Generative and Embedding Unity is Mutually Beneficial: DeepRTL2 achieves open-source SOTA on generative tasks (surpassing CodeV and the original DeepRTL) while significantly outperforming general-purpose embedding models on embedding tasks.
Domain-Specific Embeddings Greatly Outperform General Models: On the code search task, the F1 score of DeepRTL2 (0.476) is 64% higher than that of OpenAI's text-embedding-3-large (0.290).
CoT-Annotated Student Surpasses the Teacher: In code understanding tasks, DeepRTL2 outperforms GPT-4o (the source of its annotation data), due to the use of more granular CoT annotations in the training data.
Contributions of Curriculum Learning and Data Diversity: The drastic improvement from the base model to DeepRTL2 validates the effectiveness of the data construction and training strategies.

Highlights & Insights¶

Pioneering Nature: It is the first model to unify RTL generation and embedding tasks, addressing a critical gap in embedding tasks within the EDA domain.
Emphasis on Data Engineering: The feedback-driven CoT strategy for generating equivalent/non-equivalent code pairs is an elegant design, utilizing Yosys as an in-the-loop verifier to ensure data quality.
Practical Value: Natural language search accelerates code reuse, equivalence checking reduces verification overhead, and performance prediction guides early-stage optimization—these three tasks directly address core pain points in hardware design.
Surpassing the Annotator: The CoT-enhanced training data allows the model to outperform GPT-4o on understanding tasks, a notable instance of the "student surpassing the teacher".

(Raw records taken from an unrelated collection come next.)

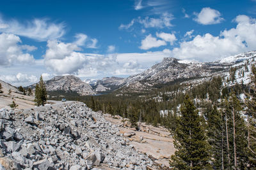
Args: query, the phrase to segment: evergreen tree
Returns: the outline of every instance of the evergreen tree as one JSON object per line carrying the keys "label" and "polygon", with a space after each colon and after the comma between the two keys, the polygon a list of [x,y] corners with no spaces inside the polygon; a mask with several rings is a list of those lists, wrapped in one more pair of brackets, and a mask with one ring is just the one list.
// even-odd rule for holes
{"label": "evergreen tree", "polygon": [[35,92],[35,101],[36,103],[37,106],[39,106],[42,103],[40,97],[40,89],[39,87],[39,85],[36,83],[36,89]]}
{"label": "evergreen tree", "polygon": [[175,169],[211,169],[210,146],[198,111],[188,95],[180,113],[174,134],[177,151],[172,155],[171,166]]}
{"label": "evergreen tree", "polygon": [[207,136],[211,146],[213,166],[215,169],[224,169],[224,124],[221,112],[216,105],[211,106],[209,114],[207,114]]}
{"label": "evergreen tree", "polygon": [[19,105],[17,104],[14,101],[12,101],[12,103],[11,104],[10,104],[10,107],[11,107],[12,109],[15,109],[17,107],[18,107]]}
{"label": "evergreen tree", "polygon": [[32,90],[31,88],[29,87],[28,89],[28,95],[31,95],[32,94]]}
{"label": "evergreen tree", "polygon": [[24,89],[23,87],[20,85],[20,87],[19,87],[18,88],[19,91],[20,91],[20,92],[24,92]]}
{"label": "evergreen tree", "polygon": [[2,84],[0,83],[0,93],[3,93],[2,90],[1,90],[1,89],[3,89]]}
{"label": "evergreen tree", "polygon": [[44,106],[46,103],[47,92],[42,75],[40,78],[39,85],[37,83],[36,85],[35,98],[38,106],[41,104]]}
{"label": "evergreen tree", "polygon": [[249,165],[251,168],[256,169],[256,67],[252,67],[252,86],[250,98],[246,99],[247,105],[247,144]]}
{"label": "evergreen tree", "polygon": [[96,111],[96,106],[95,106],[95,101],[94,100],[94,98],[93,96],[91,96],[91,109],[93,111]]}
{"label": "evergreen tree", "polygon": [[230,159],[228,169],[245,169],[248,160],[246,153],[246,128],[240,111],[242,108],[234,92],[226,99],[224,106],[225,115],[227,155]]}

Limitations & Future Work¶

Support is limited to the Verilog language, excluding other HDLs such as VHDL or SystemVerilog.
Potential overlap may exist between the generation benchmarks and the training data of OpenAI models, making fair evaluation a challenge.
The AP for functional equivalence checking is only 0.667, whereas practical deployment demands higher precision.
Performance prediction only estimates area and delay, neglecting power metrics (which require workload information).
Deployment efficiency may be constrained by embedding dimensions and model size.

DeepRTL (Liu et al., 2025): The predecessor to this work, which only handled generative tasks. DeepRTL2 expands this to the embedding domain.
GRIT (Muennighoff et al., 2025): A training strategy unifying generative and representation learning, adapted in this paper from general NLP to the RTL domain.
CodeV (Zhao et al., 2024): A competing model for RTL code generation, which DeepRTL2 outperforms on most metrics.
Key Difference Between RTL and General Code Generation: Verilog possesses more structured semantics, enabling automated functional verification using EDA tools.

Rating¶

Novelty: 8/10 — The first model to unify RTL generation and embedding, with benchmark construction for embedding tasks serving as an additional contribution.
Experimental Thoroughness: 8/10 — Covers five major tasks, multiple baselines, and diverse evaluation metrics, though it lacks ablation studies on the specific training strategies.
Writing Quality: 7/10 — Structured clearly but highly dense; certain details require referencing the appendix.
Value: 8/10 — Directly advances the EDA domain, providing a unified framework for RTL-related AI applications.